La présente note d'information invite à reconnaître que la bataille autour des systèmes semenciers paysans (FMSS) en Afrique n’est pas un débat technique sur la régulation des semences, mais une lutte politique pour le pouvoir, le contrôle et l’avenir de la souveraineté alimentaire sur le continent. Le programme émergent de FMSS de l’Union africaine (UA) ouvre un espace important même s’il est déjà contesté par les intérêts des entreprises, les institutions technocratiques et les modèles du marché qui cherchent à absorber, discipliner et finalement contrôler les systèmes mêmes que les agriculteurs ont construits, défendus et maintenus pendant des générations.
À mesure que la gouvernance des semences est de plus en plus façonnée par les systèmes d’enregistrement, les régimes de certification, les plateformes numériques, les outils de traçabilité et l’extraction de données, la lutte ne concerne plus seulement les semences elles-mêmes, mais qui fixe les règles, qui possède les connaissances et qui contrôle les infrastructures sur lesquelles le futur des semences africaines repose.
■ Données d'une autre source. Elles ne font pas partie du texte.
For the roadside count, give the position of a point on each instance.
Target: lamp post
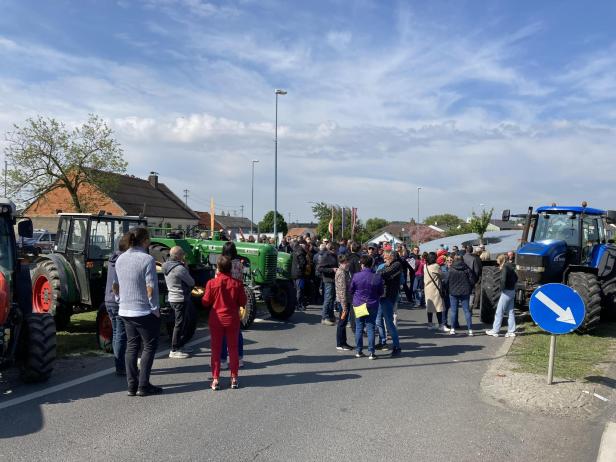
(418, 189)
(277, 92)
(252, 197)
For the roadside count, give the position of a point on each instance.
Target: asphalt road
(301, 400)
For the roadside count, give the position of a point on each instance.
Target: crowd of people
(345, 275)
(359, 286)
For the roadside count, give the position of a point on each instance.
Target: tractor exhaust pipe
(529, 217)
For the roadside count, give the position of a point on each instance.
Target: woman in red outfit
(224, 295)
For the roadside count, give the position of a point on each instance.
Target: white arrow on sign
(564, 315)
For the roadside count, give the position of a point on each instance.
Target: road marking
(607, 448)
(87, 378)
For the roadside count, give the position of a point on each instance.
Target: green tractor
(26, 337)
(266, 273)
(72, 278)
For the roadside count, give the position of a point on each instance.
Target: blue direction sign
(557, 308)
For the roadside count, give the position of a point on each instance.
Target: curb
(607, 448)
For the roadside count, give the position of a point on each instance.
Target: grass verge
(80, 337)
(577, 356)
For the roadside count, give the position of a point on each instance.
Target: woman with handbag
(433, 289)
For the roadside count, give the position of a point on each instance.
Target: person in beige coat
(433, 286)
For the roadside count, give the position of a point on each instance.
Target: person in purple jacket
(366, 287)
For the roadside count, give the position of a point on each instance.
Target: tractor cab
(562, 237)
(87, 241)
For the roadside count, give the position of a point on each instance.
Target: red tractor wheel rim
(105, 329)
(42, 295)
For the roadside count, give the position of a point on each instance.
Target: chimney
(153, 180)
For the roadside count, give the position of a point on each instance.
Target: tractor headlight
(532, 269)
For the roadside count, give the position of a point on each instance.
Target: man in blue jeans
(391, 277)
(327, 269)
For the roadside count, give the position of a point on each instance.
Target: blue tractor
(565, 244)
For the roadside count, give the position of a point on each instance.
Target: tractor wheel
(490, 291)
(160, 252)
(281, 304)
(608, 304)
(46, 294)
(248, 313)
(104, 330)
(38, 347)
(587, 286)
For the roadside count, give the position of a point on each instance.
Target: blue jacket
(367, 287)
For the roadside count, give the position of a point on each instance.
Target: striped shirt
(135, 272)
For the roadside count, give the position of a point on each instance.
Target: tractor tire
(38, 347)
(490, 291)
(608, 304)
(587, 286)
(104, 330)
(47, 294)
(248, 313)
(281, 304)
(160, 252)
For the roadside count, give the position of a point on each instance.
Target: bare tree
(43, 155)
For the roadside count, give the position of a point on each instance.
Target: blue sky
(504, 103)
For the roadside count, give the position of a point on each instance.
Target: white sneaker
(178, 354)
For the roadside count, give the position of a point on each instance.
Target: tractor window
(62, 235)
(77, 239)
(558, 227)
(101, 239)
(7, 247)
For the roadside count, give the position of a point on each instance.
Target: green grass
(80, 337)
(577, 356)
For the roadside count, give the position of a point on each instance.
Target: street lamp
(418, 189)
(252, 197)
(281, 93)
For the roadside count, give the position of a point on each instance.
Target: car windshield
(7, 250)
(560, 227)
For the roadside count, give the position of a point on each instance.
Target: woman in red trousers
(224, 295)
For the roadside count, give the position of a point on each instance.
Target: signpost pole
(551, 360)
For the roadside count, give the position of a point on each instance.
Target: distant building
(233, 226)
(128, 196)
(397, 232)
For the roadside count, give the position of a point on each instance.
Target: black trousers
(141, 330)
(177, 339)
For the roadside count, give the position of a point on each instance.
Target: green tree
(44, 155)
(479, 223)
(323, 214)
(267, 224)
(444, 220)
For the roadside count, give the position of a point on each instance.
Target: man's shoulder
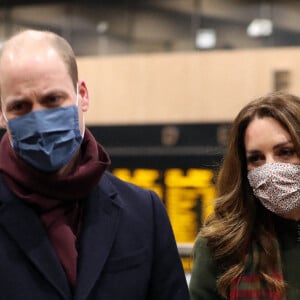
(109, 179)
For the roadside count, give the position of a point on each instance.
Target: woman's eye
(253, 159)
(288, 152)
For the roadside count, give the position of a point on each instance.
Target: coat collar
(101, 220)
(100, 224)
(25, 228)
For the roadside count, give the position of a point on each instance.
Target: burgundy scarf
(57, 198)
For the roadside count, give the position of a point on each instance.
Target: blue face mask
(47, 139)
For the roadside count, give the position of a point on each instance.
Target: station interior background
(178, 160)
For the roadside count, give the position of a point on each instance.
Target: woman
(249, 248)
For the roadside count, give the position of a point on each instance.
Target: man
(68, 228)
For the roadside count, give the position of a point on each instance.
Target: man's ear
(3, 123)
(84, 94)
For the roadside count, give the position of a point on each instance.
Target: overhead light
(260, 28)
(102, 27)
(205, 39)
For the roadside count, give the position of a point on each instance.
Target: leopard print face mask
(277, 186)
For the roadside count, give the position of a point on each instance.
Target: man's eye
(18, 107)
(53, 100)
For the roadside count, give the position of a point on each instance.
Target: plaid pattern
(249, 286)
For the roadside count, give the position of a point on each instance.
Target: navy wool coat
(127, 249)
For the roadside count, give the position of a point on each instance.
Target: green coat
(205, 271)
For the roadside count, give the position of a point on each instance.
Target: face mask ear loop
(3, 113)
(77, 94)
(77, 103)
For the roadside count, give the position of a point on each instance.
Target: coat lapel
(101, 219)
(24, 226)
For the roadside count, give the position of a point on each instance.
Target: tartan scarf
(249, 286)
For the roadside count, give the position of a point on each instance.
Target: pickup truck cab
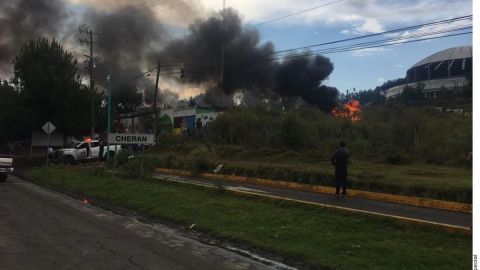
(87, 150)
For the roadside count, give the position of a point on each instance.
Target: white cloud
(368, 51)
(360, 16)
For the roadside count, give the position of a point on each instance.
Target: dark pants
(341, 180)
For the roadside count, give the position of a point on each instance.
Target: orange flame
(350, 111)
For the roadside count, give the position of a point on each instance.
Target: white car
(87, 150)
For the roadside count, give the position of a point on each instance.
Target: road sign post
(132, 138)
(48, 128)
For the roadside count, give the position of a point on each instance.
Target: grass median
(450, 183)
(322, 238)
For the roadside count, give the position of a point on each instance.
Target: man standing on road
(340, 161)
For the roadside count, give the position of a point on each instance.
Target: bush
(133, 167)
(396, 156)
(199, 160)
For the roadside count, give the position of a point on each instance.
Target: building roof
(448, 54)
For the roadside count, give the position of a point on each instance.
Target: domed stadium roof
(448, 54)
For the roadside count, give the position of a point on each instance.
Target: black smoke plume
(301, 76)
(249, 64)
(24, 20)
(124, 38)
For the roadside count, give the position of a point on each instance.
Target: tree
(50, 89)
(12, 115)
(412, 93)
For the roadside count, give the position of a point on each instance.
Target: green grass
(323, 238)
(453, 183)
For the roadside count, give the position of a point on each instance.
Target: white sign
(48, 127)
(130, 138)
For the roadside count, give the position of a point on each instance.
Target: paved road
(421, 214)
(41, 229)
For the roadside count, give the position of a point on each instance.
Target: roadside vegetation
(322, 238)
(399, 149)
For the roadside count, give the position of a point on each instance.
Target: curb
(399, 199)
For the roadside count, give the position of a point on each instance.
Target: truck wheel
(111, 153)
(69, 160)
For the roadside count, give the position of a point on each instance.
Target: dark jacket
(340, 159)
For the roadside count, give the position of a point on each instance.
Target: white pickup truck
(84, 151)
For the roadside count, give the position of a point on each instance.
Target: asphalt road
(42, 229)
(418, 214)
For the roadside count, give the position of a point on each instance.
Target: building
(448, 69)
(177, 120)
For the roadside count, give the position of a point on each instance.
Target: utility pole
(222, 50)
(109, 79)
(155, 114)
(91, 67)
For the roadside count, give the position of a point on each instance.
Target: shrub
(133, 167)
La société civile africaine, les organisations paysannes et les mouvements pour la souveraineté alimentaire ne rejoignent pas dans cette lutte en tant que spectateurs. Ils ont déjà été en première ligne résistant à des lois de type Union internationale pour la protection des obtentions végétales (UPOV), affrontant l’harmonisation des semences, défendant l’échange de semences, protégeant la biodiversité et exposant l’emprise croissante des entreprises et du numérique sur l’agriculture africaine.
Cette note d’information insiste sur le fait que les FMSS ne doivent pas être « reconnus » pour être intégrés dans des systèmes de surveillance, de conformité et de détournement de marché. L’enjeu c’est de savoir si les agriculteurs restent gardiens, sélectionneurs, innovateurs et décideurs dans des systèmes semenciers existants, ou s’ils sont réduits à des fournisseurs de données et des sujets politiques au sein de régimes gouvernés par l’extérieur. L’action des mouvements africains réside précisément dans le refus de cet enclos, et dans l’exigence selon laquelle l’avenir des FMSS doit reposer sur les droits des agriculteurs, le contrôle collectif, la biodiversité, l’agroécologie et la responsabilité démocratique.
C’est donc le moment non pas pour une consultation passive, mais pour une intervention organisée. Les textes continentaux peuvent encore faire l’objet de pressions, et leur transposition au niveau national sera une bataille encore plus coriace. La société civile africaine a le pouvoir et la responsabilité de résister à la faible reconnaissance, de résister à l’enclos légal et numérique, et d’exiger une protection contraignante des droits des agriculteurs à conserver, utiliser, échanger et vendre des semences, ainsi que le contrôle des connaissances et des données générées dans leurs champs et leurs communautés.
Le choix est clair : soit les FMSS sont défendus comme la base vivante de la souveraineté alimentaire et de la résilience en Afrique, soit ils sont lentement absorbés dans une nouvelle architecture de contrôle corporatif, bureaucratique et numérique.